1) Message content. Symbolic statements about the world, e.g. a factual sentence, give informational influence.

2) Sender state. Sender psychological state, e.g. an agitated tone of voice, gives relational influence.

3) Group position. Sender intent merged over many senders to get group intent, e.g. a vote, gives normative influence.

Human communication is subtle because one message can have many meanings and people respond to them all at once. So when leaving a party I may say: “I had a good time” but by tone imply the opposite. I can say “I AM NOT ANGRY!” in an angry voice. Note that some people do not process the sender state semantic stream, e.g. those with autism.What is less obvious is that a message can also indicate a position, or intent to act, e.g. to say “Thanks, I had a good time” in a certain tone or with certain body language can indicate an intention to leave a party.

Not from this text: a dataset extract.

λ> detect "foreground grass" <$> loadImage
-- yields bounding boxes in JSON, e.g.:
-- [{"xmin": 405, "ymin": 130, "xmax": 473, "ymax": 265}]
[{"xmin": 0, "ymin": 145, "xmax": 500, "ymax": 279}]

What makes human communication complex is that a single physical signal can have as many semantic streams as the medium allows. Face-to-face talk allows three streams, but computer communication is usually more restricted, e.g. email text mainly just gives content information.

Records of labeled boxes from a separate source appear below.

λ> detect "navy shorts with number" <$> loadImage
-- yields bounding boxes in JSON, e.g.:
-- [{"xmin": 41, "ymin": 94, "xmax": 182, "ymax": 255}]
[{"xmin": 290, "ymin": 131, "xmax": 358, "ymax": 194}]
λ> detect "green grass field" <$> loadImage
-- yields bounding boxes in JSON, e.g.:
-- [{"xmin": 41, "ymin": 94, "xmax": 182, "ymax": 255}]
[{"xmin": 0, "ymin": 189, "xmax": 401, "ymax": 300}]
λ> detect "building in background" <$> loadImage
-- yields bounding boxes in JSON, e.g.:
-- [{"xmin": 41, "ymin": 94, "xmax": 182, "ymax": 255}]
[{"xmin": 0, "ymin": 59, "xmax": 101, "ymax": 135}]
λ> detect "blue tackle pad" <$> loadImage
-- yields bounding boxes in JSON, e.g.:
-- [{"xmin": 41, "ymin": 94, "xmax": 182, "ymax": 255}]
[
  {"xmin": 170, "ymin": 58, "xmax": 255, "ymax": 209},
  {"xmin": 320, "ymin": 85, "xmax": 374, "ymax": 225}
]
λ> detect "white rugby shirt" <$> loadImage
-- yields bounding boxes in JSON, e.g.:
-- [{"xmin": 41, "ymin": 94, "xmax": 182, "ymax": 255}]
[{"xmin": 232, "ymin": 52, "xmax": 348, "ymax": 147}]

Community level systems using matrix communication include:

1) The reputation ratings of Amazon or E-Bay give community-based product quality control. Slashdot does the same for content, letting readers rate comments to filter out poor ones.

2) Social bookmarks, like Digg and Stumbleupon, let users share links, to see what the community is looking at.

3) Tag technologies increase the font size of links according to frequency of use. As people walk in a forest walk on tracks trod by others, so we can now follow web-tracks on browser screens.

4) Twitter’s follow function lets leaders broadcast ideas to followers and people choose the leaders they like.

The power of the computer can allow very fast matrix communication by millions or billions. What might a global referendum on current issues reveal? The Internet could tell us.

How these three basic cognitive processes, of belonging, relating and fact analysis, work together in the same person is shown in Figure 3.7.

Figure 3.7: Cognitive processes in communication.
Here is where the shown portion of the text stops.